THE Castle Combe circuit’s Bristol Forklifts Autumn Classic has provided some memorable moments in its first five years but on Saturday, spectators witnessed a sight many thought they might never see, writes JOHN MOON.

It has been 20 years since a modern Formula One car last raced at the circuit and races with such machinery will never be run at Combe again.

But as part of the Autumn Classic’s three demonstration runs for a huge variety of rare and important vehicles, Welshman Steve Griffiths provided fans with a sight and sound which will remain with them for a long time as he took the Lotus Judd, resplendent in its original yellow Camel colours, around the 1.85 mile circuit.

Almost as intoxicating was a performance from the man who set the all-time outright record at the last F1 race in 1997.

Cheltenham’s Nigel Greensall, as an aside from his later race in the headlining GT & Sports Car Cup, demonstrated a 1975 Formula 5000 Lola T332, in a mock race with the car’s owner, Neil Glover - himself a very accomplished driver - who drove his Chevron B37 which American Peter Gethin raced in the US championship in 1976.

Event sponsor Julian Bronson from Bristol demonstrated his Scarab F1 from 1959, one of the last front-engined Grand Prix cars.

Rain in qualifying created a number of mixed-up grids, the slippery conditions favouring those with less powerful cars or more talent.

Among those was Sir John Chisholm who made the most of the wet conditions in qualifying to take a fine pole position in the Bristol Aeroplane Company Motor Sports Club Challenge Trophy race for 500cc Formula 3 cars.

His unusual Arnott was totally outclassed in the dry race, from which he retired, the win going to Darrell Woods ahead of Xavier Kingsland, both driving Starides.

Stuart Wright was third in the Cooper Mk XI.

Also showing his immense skill in the wet qualifying conditions of the GT & Sports Car Cup race was Greensall.

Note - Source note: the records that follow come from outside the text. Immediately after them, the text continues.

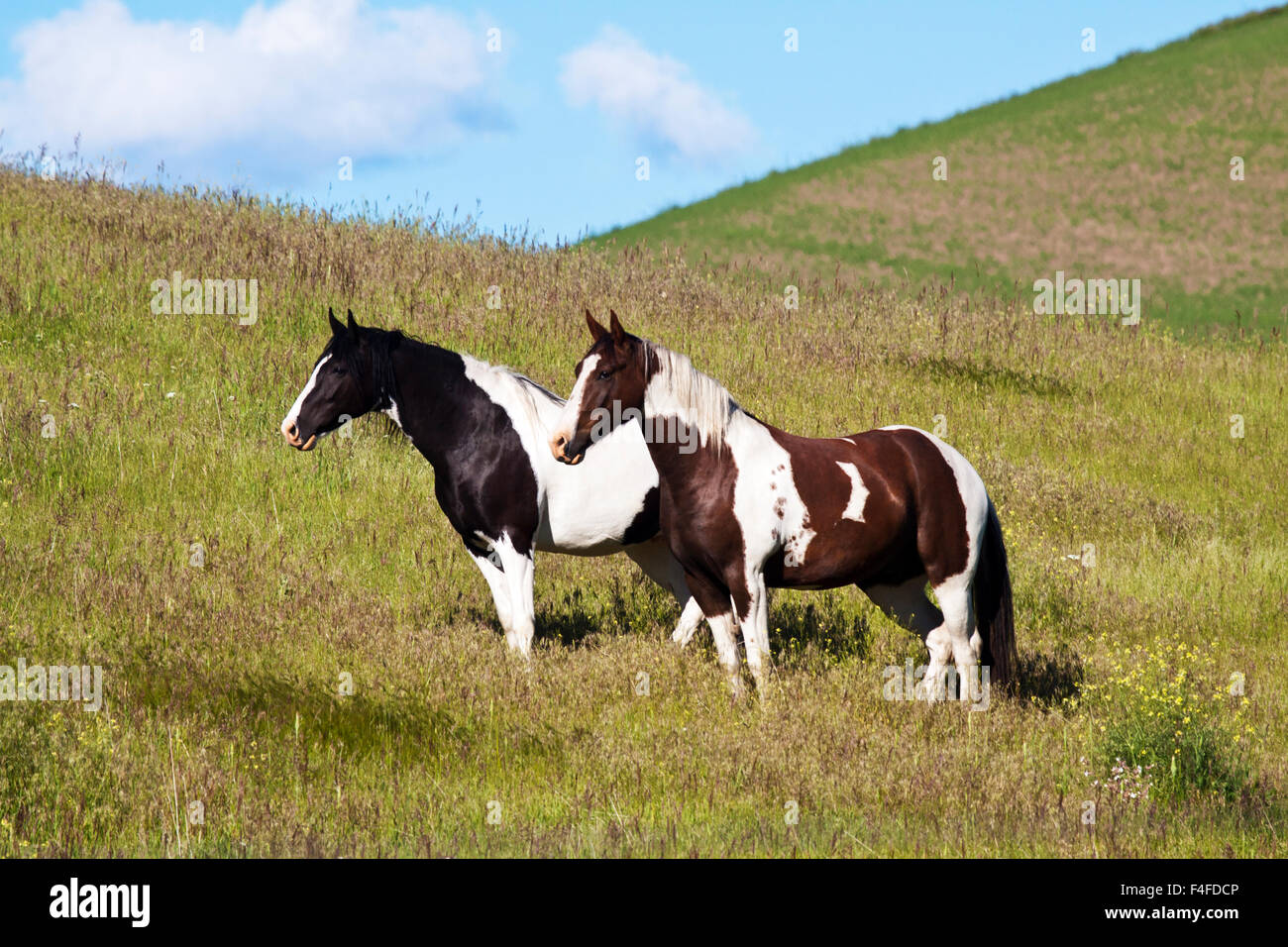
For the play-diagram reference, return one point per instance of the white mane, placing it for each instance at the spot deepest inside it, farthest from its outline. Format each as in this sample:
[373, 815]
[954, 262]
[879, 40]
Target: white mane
[523, 390]
[697, 399]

Driving the GT3 class E Type Jaguar in which he had led the prestigious Kinrara Trophy race at Goodwood, the Cheltenham man again humbled the lightweight Jaguars and Cobras from the GT4 class with a time 1.8 seconds faster than his nearest rivals, Philip Walker and Miles Griffiths in Walker’s Lotus 15.

It was the first time the one-hour race had visited Castle Combe, with only four high profile rounds are held each year.

Compulsory pit stops are a feature of the races, with the owners having to complete at least 50 per cent of the driving, preventing professionals like Greensall from dominating.

His teammate, Chris Milner, started the race but Walker in the Lotus made the early running.

Ben Adams, solo driving a Lola Mk1 took the lead as the race evolved, with Nailsea’s Mark Williams moving up to hold third.

The pit stops, which saw Walker vacate the Lotus for his young hot-shoe Griffiths, were not kind to Adams who had to remain stationary for a minute.

This played into the hands of Walker and Griffiths, the Lola unable to recover and the win going to the Lotus team.

Despite an engine problem which reduced the Cobra’s power by 70 bhp, Williams drove valiantly to retain third. Greensall meanwhile used all his skill to recover the E Type to fourth, ahead of a host of faster cars.

The Healey 3000 team of Chris Clarkson, from Westbury on Trym, and Dave Smithies, from Flax Bourton, overcame an electrical issue in qualifying to take 10th overall and third in class.

The 'Silverline' Historic Formula Junior championship race saw Ben Tilley take victory in the Lotus 22 with pole man Peter De La Roche in the drum-braked BMC Mk 2 a fine second. Richard Smeeton was third in the unusual Wainer.

Patrick Blakeney-Edwards dominated the Vintage Sports Car Club’s Formula Vintage race for Pre-war sports, taking his Frazer Nash Super Sports from pole to a five-second win over his young rival Eddy Williams in a similar car.

Mark Gillies was over-optimistic at the restart after an initial ‘Safety Car’ period, taking third on the road in his Aston Martin Monoposto, but was demoted to fifth with a 30 second penalty, handing his place to Tim Kneller in the Riley TT Sprite.

The Bristol-based Jaguar Enthusiast’s Club’s Norman Dewis Trophy race for pre '66 Jaguars saw E Types dominate the dry 30-minute encounter.

Harry Wyndham drove a fine race from ninth on the grid to take the win, with the flamboyant Grant Williams sliding his way to second.

Milner improved dramatically from his 17th place qualifying slot to take third in the same E Type which later featured in the GT & Sports Car Cup race.

The Jon Gross Memorial Trophy race for Historic Aston Martins saw West Country property magnate Steve Boultbee Brooks take his DB3S to its third consecutive win at the Autumn Classic.

That feat was repeated in the well-supported FiSCaR '50s Inter-marque' race, some three seconds ahead of the Lotus Elite of Robin Ellis.

Nick Matthews added variety to the podium with his Austin Healey 100/4.